Ricketts, a former executive at TD Ameritrade, said forcing businesses to shutter when they can still safely operate won’t necessarily keep the virus from spreading, particularly if companies are able to keep their workers separated.

He said that he expects confirmed cases to increase over the next several weeks as more people are tested, but he doesn’t anticipate the same sharp jumps as other states.

He also argued that Nebraska has had more time to prepare because the virus was likely spreading in hard-hit states like Washington and New York long before officials realized it. Nebraska officials approved their plan in early March, before officials found the first case of the virus that couldn’t be traced to an outside source.

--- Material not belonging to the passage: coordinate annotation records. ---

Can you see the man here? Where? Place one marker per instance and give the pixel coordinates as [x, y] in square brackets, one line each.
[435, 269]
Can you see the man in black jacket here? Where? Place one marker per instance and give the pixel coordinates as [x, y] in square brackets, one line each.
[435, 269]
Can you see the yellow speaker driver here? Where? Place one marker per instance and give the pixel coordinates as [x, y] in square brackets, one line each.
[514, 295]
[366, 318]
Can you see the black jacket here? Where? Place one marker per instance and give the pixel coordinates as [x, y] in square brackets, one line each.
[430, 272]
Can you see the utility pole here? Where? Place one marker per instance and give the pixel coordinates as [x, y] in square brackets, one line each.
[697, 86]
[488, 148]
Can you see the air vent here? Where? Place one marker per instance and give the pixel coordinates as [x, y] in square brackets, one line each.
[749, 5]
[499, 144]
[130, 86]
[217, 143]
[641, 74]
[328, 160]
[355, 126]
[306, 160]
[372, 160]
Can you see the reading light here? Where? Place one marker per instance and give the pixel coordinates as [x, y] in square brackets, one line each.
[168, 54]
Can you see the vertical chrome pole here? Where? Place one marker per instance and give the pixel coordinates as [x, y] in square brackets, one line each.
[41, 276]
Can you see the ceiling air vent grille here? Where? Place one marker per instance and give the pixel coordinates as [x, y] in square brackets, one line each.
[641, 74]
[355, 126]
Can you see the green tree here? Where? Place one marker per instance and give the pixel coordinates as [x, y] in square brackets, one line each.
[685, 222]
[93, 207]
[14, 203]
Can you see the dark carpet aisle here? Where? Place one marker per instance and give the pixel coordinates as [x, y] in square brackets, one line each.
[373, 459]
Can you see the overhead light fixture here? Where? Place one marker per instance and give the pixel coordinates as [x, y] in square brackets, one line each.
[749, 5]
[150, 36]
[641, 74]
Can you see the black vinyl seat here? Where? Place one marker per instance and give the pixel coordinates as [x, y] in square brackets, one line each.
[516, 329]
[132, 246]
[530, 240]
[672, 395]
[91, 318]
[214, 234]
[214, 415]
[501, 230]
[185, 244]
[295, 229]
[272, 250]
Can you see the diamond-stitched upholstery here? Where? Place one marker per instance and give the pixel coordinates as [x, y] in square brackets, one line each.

Ricketts said the plan was developed with experts at the University of Nebraska Medical Center, one of three national biocontainment units that have cared for American citizens infected with Ebola and one of the national locations where cruise ship passengers were treated for COVID-19, the disease caused by the coronavirus.

“Our plan is right for Nebraska,” he said.

Iowa was also among the states that is holding off from issuing a statewide stay-at-home order.

 Pressure from medical experts and politicians mounted Thursday on Iowa Gov. Kim Reynolds, who argued that data shows the move isn’t needed in Iowa even though she has imposed other restrictions to slow the spread of the virus.

One of the most outspoken critics of Iowa’s approach to fighting the outbreak has been Eli Percenevich, an epidemiologist and physician who oversees a group of researchers studying infection prevention at the University of Iowa and Iowa City’s VA Hospital. He has called for a shelter-in-place order, saying many Iowans aren’t staying home.

Percenevich said the metrics used by the Iowa Department of Public Health to recommend stricter or relaxed social distancing interventions are inadequate. The agency released a document showing that its guidance has been based on the percentage of cases requiring hospitalization, the rate of cases over the last 14 days and number of outbreaks in long-term care centers.

“By the time you are waiting for specific disease metrics that are not targeting exponential spread, you are many weeks behind the virus,” Percenevich said. “You are intervening too late.”

Reynolds addressed the criticism Thursday by saying her orders have been done incrementally based on what the data was telling her. She said Iowa’s actions have not been much different than those of states that have shelter-in-place orders.

“I would ask them to go and take a look at other states and recommendations that they’ve put in their stay at home – I don’t care what you call it – I’m basing it on data,” she said to her critics.